Iowa’s Nussle (lifetime ACU rating: 86%) is just finishing his stint as chairman of the House Budget Committee, where he won high marks from conservatives for making the case for cutting programs and reforming the budget process. But after eight terms in the House, the onetime county attorney clearly yearns to be back in the Hawkeye State. Last week, Nussle held a closed-door meeting with key financial backers in Sioux City, and Iowa sources told me he has definitely decided to seek the GOP nomination for the governorship held for eight years by Democrat Tom Vilsack (who has said he won’t run again next year).

“And this means that at least five Republican state legislators have begun to eye a run for Jim’s House district,” said Craig Tufty of the “Iowa Poll.”

Two other conservative Republicans, Congressional Quarterly Politics Weekly reported last week, have taken official steps to enter races for governorships that two-term Republican incumbents must by law relinquish in ’06: Butch Otter of Idaho and Jim Gibbons of Nevada. Also seriously discussing bids for governor are Representatives Tom Osborne of Nebraska and Bob Beauprez of Colorado. Onetime University of Nebraska football coach Osborne was long been considering a bid for governor next year, when GOP incumbent Mike Johanns has to step down. Johanns’ recent appointment as secretary of agriculture and the promotion of Republican Lt. Gov. David Heineman to the Cornhusker State’s top job has reportedly not dampened Osborne’s interest in a gubernatorial bid.

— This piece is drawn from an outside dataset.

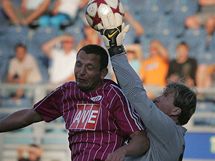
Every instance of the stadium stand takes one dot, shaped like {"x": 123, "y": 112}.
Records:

Nussle’s fellow “Class of ’94” member, Rep. J.D. Hayworth (R.-Ariz.) is “pretty serious” about challenging Democratic Gov. Janet Napolitano, Arizona GOP Chairman Bob Fannin told me during the Republican National Committee meeting in Washington last week. Recently, there have been extensive published reports of exploratory efforts for a gubernatorial bid by conservative swashbuckler Hayworth (lifetime ACU rating: 97%), who lost a bid for House GOP Conference chairman to moderate Deborah Pryce (Ohio) in ’02. In fact, Maricopa County District Attorney Rick Romley, who has reportedly sent more criminals to prison than any man in Arizona history, has signaled he will lower his own ambitions from governor to Congress if fellow Republican Hayworth opts for a statehouse bid.

Les Active–But Recovering

The member of the White House press corps whom George W. Bush has nicknamed “the Troublemaker” and whom Press Secretary Scott McClellan almost always admonishes to “be brief, please” has been conspicuous in his absence from the daily televised briefings at the Brady Press Room since January 13. Veteran Baltimore radio talk show host Les Kinsolving, whose lengthy questions have made him a fixture at the White House sessions (as well as raised the eyebrows of presidential press secretaries since the Nixon Administration), suffered a massive heart attack two weeks ago and underwent bypass surgery immediately. Kinsolving, who still maintains his status as an Episcopal priest and sometimes weaves quotes from Scripture into his often-long-winded questions, will be home within days and back at his chair among the White House press “in a matter of weeks,” friends and family members tell me. (Fans of Kinsolving who wish to send him get-well cards may address them to his home, 1517 Beulah Road, Vienna, Va., 22180).